# Analysis of Netflix data

Loosely based off of:
https://www.dataquest.io/blog/python-tutorial-analyze-personal-netflix-data/

In [None]:
#pandas import
import pandas as pd

In [None]:
#import the data into a pandas dataframe

df = pd.read_csv("../../netflix-report/CONTENT_INTERACTION/ViewingActivity.csv")


In [None]:
#drop those columns that we don't need
df.drop(['Attributes', 'Supplemental Video Type','Device Type', 'Bookmark', 'Latest Bookmark', 'Country'],axis=1)

In [None]:
#now select out only daniel's shows
mask = df['Profile Name'].isin(['daniel'])
#apply mask to select only daniel things
new_df = df[mask]

In [None]:
#check that we are selecting correctly
#drop the columns we don't care about again
simple_df = new_df.drop(['Attributes', 'Supplemental Video Type','Device Type', 'Bookmark', 'Latest Bookmark', 'Country'],axis=1)


In [None]:
#check types of these
simple_df.dtypes

In [None]:
#we need to conver the data types to the correct values
simple_df['Duration'] = pd.to_timedelta(simple_df['Duration'])
simple_df['Start Time'] = pd.to_datetime(simple_df['Start Time'],utc=True)
#convert from UTC to Pacific time
simple_df = simple_df.set_index('Start Time')
simple_df.index = simple_df.index.tz_convert('US/Pacific')
simple_df.reset_index()

In [None]:
simple_df.dtypes

In [None]:
#function to act on the data frame and give information on each show
def simple_show_info(show_name):
    show = simple_df[simple_df['Title'].str.contains(f"{show_name}",regex=False)]
    
    
    
    print(f"Total time spent watching show {show_name}: {show['Duration'].sum()}")

    return show

In [None]:
the_office = simple_show_info('The Office (U.S.)')
the_office.head(10)

In [None]:
#now try to get all possible tv shows that I have watched

#first we get our titles only
title_df = simple_df['Title']
show_df = title_df.str.split(":")
#show_df = show_df.iloc(0)


In [None]:
#convert these into a set
show_titles = [show_df[i][0] for i in range(show_df.size)]

In [None]:
#check them
show_titles = set(show_titles)

In [None]:
#some have a weird "_ABCD" addition to it. We will get rid of those now and just take above the first "_"

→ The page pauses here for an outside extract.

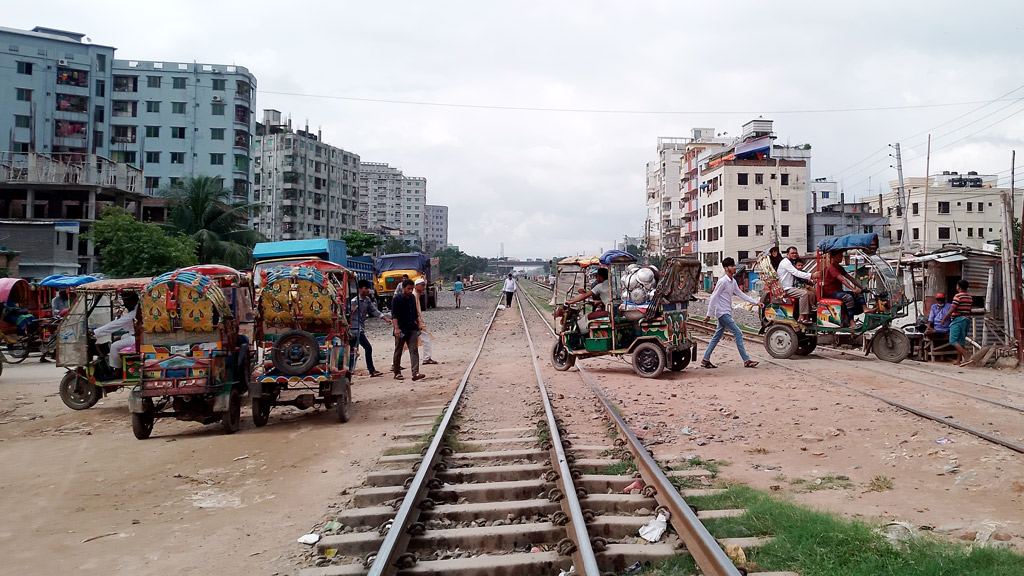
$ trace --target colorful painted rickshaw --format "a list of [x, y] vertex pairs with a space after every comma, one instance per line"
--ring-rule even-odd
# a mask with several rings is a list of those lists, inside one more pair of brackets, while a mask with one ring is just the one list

#we also have a bunch of "Season X ABC". We can get rid of those without replacing them
#and some are just trailers. Get rid of those too. 

#These will keep track of the good and bad titles
good_titles = []
bad_titles = []

for title in show_titles:
    if "_" in title:
        main_title = title.split("_")[0]
        good_titles.append(main_title)
        bad_titles.append(title)
    #check for the "Season X" names. Just remove them
    if "season" in title.lower():
        bad_titles.append(title)
    if "trailer" in title.lower(): #this will remove other names like Trailer Park Boys, but those are small instances
        bad_titles.append(title)

#now that we are done, we can add and remove the titles from the set
show_titles.update(good_titles)
show_titles.difference_update(bad_titles)

In [None]:
#check them now
show_titles

In [None]:
#take a look at everything we have seen
for title in show_titles:
    simple_show_info(title)